For some input values $x_n$, we observe (noisy) function values $y_n = f(x_n) + \epsilon$. The task is to infer the function $f$ that generated the data and generalizes well to function values at new input locations.

Finding a regression function requires solving a variety of problems, including the following:

- **Choice of the model (type) and the parametrization** of the regression function. Given a dataset, what function classes (e.g., polynomials) are good candidates for modeling the data, and what particular parametrisation (e.g., degree of the polynomial) should we choose? Model selection, as discussed previously, allows us to compare various models to find the simplest model that explains the training data reasonably well.
- **Finding good parameters.** Having chosen a model of the regression function, how do we find good model parameters? Here, we will need to look at different loss/objective functions (they determine what a "good" fit is) and optimisation algorithms that allow us to minimise this loss.
- **Overfitting and model selection.** Overfitting is a problem when the regression function fits the training data "too well" but does not generalise to unseen test data. Overfitting typically occurs if the underlying model (or its parametrization) is overly flexible and expressive. We will look at the underlying reasons and discuss ways to mitigate the effect of overfitting in the context of linear regression.
- **Relationship between loss functions and parameter priors.** Loss functions (optimisation objectives) are often motivated and induced by probabilistic models. We will look at the connection between loss functions and the underlying prior assumptions that induce these losses.
- **Uncertainty modeling.** In any practical setting, we have access to only a finite, potentially large, amount of (training) data for selecting the model class and the corresponding parameters. Given that this finite amount of training data does not cover all possible scenarios, we may want to describe the remaining parameter uncertainty to obtain a measure of confidence of the model’s prediction at test time; the smaller the training set, the more important uncertainty modeling. Consistent modeling of uncertainty equips model predictions with confidence bounds.

## Problem Foundation

Because of the presence of observation noise, we will adopt a probabilistic approach and explicitly model the noise using a likelihood function. More specifically, throughout this chapter, we consider a regression problem with the likelihood function

\begin{equation}
p(y|x) = \mathcal{N}(y|f(x), \sigma^2)
\end{equation}

Here, $x \in \mathbb{R}^D$ are inputs and $y \in \mathbb{R}$ are noisy function values (targets). With above equation, the functional relationship between $x$ and $y$ is given as

\begin{equation}
y = f(x) + \epsilon
\end{equation}

where $\epsilon ~ \mathcal{N}(0, \sigma^2)$ is independent, identically distributed (i.i.d.) Gaussian measurement noise with mean 0 and variance $\sigma^2$. Our objective is to find a function that is close (similar) to the unknown function $f$ that generated the data and that generalizes well.
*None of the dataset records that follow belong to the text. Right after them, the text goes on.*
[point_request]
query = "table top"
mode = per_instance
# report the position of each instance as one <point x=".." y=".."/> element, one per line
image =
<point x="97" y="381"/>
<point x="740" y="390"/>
In this chapter, we focus on parametric models, i.e., we choose a parametrised function and find parameters $\theta$ that "work well" for modeling the data. For the time being, we assume that the noise variance $\sigma^2$ is known and focus on learning the model parameters $\theta$. In linear regression, we consider the special case that the parameters $\theta$ appear linearly in our model

For $x, \theta \in \mathbb{R}$ the linear regression model describes straight lines (linear functions), and the parameter $\theta$ is the slope of the line.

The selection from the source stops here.